The presence of pets in the house can modify the sleep environment including odor, noise and temperature74. Our study shows that pet ownership in general or owning a cat or dog specifically increases the likelihood of being dissatisfied with sleep and having insufficient sleep duration. Although it is widely accepted in the medical community that pets should not be allowed into the bedrooms at night, evidence on the role of pet ownership on owner’s sleep quality is sparse. An Australian study based on a sample of 2036 adults found that participants who co-slept with their pets took longer to fall asleep, were more likely to wake up tired and disturbed during sleep by dog barking or other animal noises75. Our results on pet ownership were also partly consistent with two other recent empirical studies. A study based on 40 healthy adults with no sleep disorders and objective measurement of sleep showed that having a dog in the bedroom may disrupt the sleep of the owners only if the dog shares the bed76. Mein and Grant (2018) used elderly participants from the Whitehall II aged 59–79 years to show that dog owners were more likely to wake up more tired compared to non-dog owners77. However, our findings could also be biased given the cross-sectional nature of our data. For instance, pet owners could be a selected population who suffer more frequently from sleep problems or other health characteristics leading to pet selection effects78,79. Hence reverse causality cannot be excluded and should be confirmed using prospective longitudinal data. Given the mixed evidence, more recent empirical works point towards the need to prioritize the sleep of owners over loyalty to the pet. Moreover, health care workers should consider inquiring about pet ownership to patients with sleep concerns and discuss the pros and cons of having a pet as their sleep companion.

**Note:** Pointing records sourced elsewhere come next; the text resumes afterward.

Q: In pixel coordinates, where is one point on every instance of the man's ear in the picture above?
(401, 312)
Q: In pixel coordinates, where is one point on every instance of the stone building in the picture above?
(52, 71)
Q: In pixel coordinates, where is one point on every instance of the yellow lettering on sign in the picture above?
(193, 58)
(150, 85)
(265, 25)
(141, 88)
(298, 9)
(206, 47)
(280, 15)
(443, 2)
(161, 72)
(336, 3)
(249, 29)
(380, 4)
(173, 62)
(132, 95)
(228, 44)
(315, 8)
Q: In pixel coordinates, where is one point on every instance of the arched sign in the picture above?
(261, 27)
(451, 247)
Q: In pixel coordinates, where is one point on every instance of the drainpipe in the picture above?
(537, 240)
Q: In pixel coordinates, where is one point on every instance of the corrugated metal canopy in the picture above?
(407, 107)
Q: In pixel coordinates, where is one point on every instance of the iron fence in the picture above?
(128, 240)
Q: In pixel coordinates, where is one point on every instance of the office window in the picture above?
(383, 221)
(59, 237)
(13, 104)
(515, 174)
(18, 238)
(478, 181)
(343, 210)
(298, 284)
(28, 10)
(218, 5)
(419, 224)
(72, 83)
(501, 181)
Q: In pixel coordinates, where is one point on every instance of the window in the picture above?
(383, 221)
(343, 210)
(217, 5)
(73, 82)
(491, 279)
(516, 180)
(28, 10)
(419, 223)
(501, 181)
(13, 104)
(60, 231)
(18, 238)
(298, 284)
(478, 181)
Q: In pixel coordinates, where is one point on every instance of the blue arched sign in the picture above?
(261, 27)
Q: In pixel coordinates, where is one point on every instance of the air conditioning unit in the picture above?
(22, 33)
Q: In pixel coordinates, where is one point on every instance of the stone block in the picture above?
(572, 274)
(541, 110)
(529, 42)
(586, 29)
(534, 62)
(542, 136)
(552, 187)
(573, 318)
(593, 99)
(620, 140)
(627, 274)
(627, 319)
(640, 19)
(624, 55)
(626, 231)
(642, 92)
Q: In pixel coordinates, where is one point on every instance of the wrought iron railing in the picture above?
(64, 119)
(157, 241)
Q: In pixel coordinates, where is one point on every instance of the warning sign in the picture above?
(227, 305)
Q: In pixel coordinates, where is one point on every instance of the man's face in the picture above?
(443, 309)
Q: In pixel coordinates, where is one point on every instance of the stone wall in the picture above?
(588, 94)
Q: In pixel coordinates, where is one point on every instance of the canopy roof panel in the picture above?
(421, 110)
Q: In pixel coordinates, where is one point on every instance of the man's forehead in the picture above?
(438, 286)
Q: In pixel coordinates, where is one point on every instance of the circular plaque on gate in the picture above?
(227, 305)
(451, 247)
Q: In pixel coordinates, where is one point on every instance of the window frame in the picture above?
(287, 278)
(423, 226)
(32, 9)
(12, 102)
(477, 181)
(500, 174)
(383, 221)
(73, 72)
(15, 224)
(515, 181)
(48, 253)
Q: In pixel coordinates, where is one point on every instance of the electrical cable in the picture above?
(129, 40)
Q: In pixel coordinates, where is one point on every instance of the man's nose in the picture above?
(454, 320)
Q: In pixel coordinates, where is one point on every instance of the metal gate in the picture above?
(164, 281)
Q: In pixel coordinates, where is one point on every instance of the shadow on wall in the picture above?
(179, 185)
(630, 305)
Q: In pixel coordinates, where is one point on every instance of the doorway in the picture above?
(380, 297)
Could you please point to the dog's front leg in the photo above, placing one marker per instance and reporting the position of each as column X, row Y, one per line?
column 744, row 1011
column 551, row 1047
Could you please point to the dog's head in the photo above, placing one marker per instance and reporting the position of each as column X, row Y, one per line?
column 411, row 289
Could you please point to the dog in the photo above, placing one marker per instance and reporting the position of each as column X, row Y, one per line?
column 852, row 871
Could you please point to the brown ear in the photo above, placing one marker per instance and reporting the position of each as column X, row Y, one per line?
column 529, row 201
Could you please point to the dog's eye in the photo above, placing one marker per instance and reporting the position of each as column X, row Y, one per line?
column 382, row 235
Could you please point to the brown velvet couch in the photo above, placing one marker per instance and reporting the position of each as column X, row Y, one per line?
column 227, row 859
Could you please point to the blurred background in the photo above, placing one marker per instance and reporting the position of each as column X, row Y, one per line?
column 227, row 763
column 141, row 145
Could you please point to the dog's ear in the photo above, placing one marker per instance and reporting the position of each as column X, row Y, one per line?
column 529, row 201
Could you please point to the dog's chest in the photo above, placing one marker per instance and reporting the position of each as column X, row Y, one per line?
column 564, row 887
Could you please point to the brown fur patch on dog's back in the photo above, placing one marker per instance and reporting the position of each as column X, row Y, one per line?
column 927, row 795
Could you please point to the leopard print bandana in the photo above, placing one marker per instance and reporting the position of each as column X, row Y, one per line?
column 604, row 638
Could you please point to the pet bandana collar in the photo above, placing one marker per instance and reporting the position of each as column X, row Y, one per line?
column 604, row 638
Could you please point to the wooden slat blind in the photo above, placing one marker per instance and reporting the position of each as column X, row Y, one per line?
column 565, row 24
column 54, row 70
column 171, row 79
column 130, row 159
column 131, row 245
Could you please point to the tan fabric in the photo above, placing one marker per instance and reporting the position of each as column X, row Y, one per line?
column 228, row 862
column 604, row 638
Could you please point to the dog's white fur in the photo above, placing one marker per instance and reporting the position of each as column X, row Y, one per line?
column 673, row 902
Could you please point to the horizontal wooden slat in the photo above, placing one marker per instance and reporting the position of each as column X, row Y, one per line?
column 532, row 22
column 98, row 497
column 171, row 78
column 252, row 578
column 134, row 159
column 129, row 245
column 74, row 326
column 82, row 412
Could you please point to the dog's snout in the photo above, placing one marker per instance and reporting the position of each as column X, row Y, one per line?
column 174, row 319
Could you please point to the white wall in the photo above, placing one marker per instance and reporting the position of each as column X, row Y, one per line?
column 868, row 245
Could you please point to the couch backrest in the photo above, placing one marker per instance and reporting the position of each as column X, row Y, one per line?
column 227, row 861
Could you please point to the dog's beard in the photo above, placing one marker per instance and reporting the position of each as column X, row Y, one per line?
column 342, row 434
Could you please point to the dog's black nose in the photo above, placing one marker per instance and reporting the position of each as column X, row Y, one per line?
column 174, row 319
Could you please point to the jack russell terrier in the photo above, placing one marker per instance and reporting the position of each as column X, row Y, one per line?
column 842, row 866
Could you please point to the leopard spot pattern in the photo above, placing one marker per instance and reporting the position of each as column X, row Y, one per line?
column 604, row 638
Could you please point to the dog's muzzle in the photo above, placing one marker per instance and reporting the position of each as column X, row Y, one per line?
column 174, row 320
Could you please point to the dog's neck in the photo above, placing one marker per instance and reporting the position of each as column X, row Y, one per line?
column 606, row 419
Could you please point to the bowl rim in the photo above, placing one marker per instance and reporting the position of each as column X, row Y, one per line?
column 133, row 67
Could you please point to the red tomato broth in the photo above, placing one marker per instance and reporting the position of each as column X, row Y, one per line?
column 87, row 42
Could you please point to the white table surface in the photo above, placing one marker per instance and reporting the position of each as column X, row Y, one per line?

Our study has some limitations. Our analysis includes self-reported measures of sleep dissatisfaction and sleep duration24. Previous studies show that participants tend to overestimate self-reported measures of sleep. Second, our survey measures sleep duration in whole number hours which is less precise than sleep duration in fractions or minutes. But this does not hinder us in defining insufficient sleep at the cutoff ≤ 6 h. Also, the main sources of survey data in the US for sleep measures including BRFSS and NHANES uses sleep duration measured in whole number hours29. Third, previous studies show that prevalent health conditions such as cancer or lifestyle diseases such as obesity, heart disease or type-2 diabetes is either directly or indirectly related to sleep disruption through stress of disease burden71. Due to unavailability of information on any measure of health, our study could be exposed to omitted variability bias. However, controlling for smoking status could account for some measure of lifestyle which could be a proxy for current health status. Fourth , methodological drawbacks inherent to the cross-sectional study design, particularly problems of reverse causality, could not be ruled out. Finally, we performed several tests without taking into account multiple testing26,80. Therefore, the results from our exploratory study should be interpreted with caution, and should be confirmed by future studies. The strengths of our study include the relatively large sample size that allowed us to obtain estimates adjusted for multiple potential confounding factors, the sample representativeness of the general Italian adult population by age, sex and socioeconomic characteristics, and the use of validated and standardized assessment measures for sleep dissatisfaction and insufficient sleep.

Our study shows that the prevalence of sleep dissatisfaction and insufficient sleep in the Italian adult population is likely increasing and relatively high as compared to other European countries. Interventions to improve sleep quality and quantity should be tailored to the population with a disadvantage socioeconomic background. Our findings on pets (and children) should be further investigated. If confirmed by longitudinal data, they might have important implications from a public health perspective.